📜 ⬆️ ⬇️

Monitoring Task Execution in IPython Notebook

I would like to share a simple but useful tool. When you work a lot with data, there are often primitive, but long operations, for example: “download 10,000 URLs”, “read a 2GB file, and do something with each line”, “parse 10,000 html files and get headers” . Looking at the hung terminal for a long time is alarming, so for a long time I used the following ingenious code:
def log_progress(sequence, every=10): for index, item in enumerate(sequence): if index % every == 0: print >>sys.stderr, index, yield item 


This function is beautiful; for more than a year, it moved from task to task. But recently I noticed the IntProgress widget in the standard Jupyter delivery and I realized that it was time to change something:


There are three minor problems with logging to stderr:
  1. It's not beautiful. Obviously.
  2. Sometimes it blows up the buffer.
  3. Sometimes someone else writes to stderr or stdout.

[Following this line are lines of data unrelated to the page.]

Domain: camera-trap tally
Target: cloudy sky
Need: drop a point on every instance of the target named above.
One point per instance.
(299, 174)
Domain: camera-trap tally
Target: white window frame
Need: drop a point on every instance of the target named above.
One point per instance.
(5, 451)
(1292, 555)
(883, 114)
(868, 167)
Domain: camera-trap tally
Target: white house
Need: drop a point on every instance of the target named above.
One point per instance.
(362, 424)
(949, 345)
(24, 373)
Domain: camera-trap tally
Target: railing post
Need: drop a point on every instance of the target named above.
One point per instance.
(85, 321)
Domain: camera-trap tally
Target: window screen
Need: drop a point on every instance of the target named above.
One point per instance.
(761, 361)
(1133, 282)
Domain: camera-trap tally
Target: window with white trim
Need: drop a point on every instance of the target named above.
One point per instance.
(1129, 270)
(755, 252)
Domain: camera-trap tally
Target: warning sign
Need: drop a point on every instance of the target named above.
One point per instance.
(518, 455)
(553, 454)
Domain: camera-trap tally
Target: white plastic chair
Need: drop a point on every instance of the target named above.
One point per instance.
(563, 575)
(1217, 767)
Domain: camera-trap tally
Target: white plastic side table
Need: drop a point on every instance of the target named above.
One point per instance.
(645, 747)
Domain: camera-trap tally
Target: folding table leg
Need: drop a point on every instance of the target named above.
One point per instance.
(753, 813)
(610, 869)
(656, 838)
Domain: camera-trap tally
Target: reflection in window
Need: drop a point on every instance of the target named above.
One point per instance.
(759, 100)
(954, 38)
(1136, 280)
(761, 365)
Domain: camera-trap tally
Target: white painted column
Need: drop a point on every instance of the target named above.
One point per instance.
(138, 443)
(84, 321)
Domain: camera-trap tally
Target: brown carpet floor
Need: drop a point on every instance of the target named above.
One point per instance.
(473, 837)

Like many people who work with data, I'm a fan of Jupyter. Most of the time I spend there. Therefore, I can afford the following solution incompatible with other environments:
 def log_progress(sequence, every=10): from ipywidgets import IntProgress from IPython.display import display progress = IntProgress(min=0, max=len(sequence), value=0) display(progress) for index, record in enumerate(sequence): if index % every == 0: progress.value = index yield record 

')
All the same, only the counter is displayed not in stderr, but in a special widget. Very simple and convenient. For those who are also hooked on Jupyter, I posted a slightly improved version on GitHub github.com/alexanderkuk/log-progress . The module is distributed copy-ramp Use on health.

The improved version displays, in addition to the strip, a counter. And changes color depending on whether the operation was successfully completed or not:



Supports iterators:


Naturally, in one cell there can be several progress bars:



And they can even work from different threads:


In short, once again link to the github.com/alexanderkuk/log-progress code.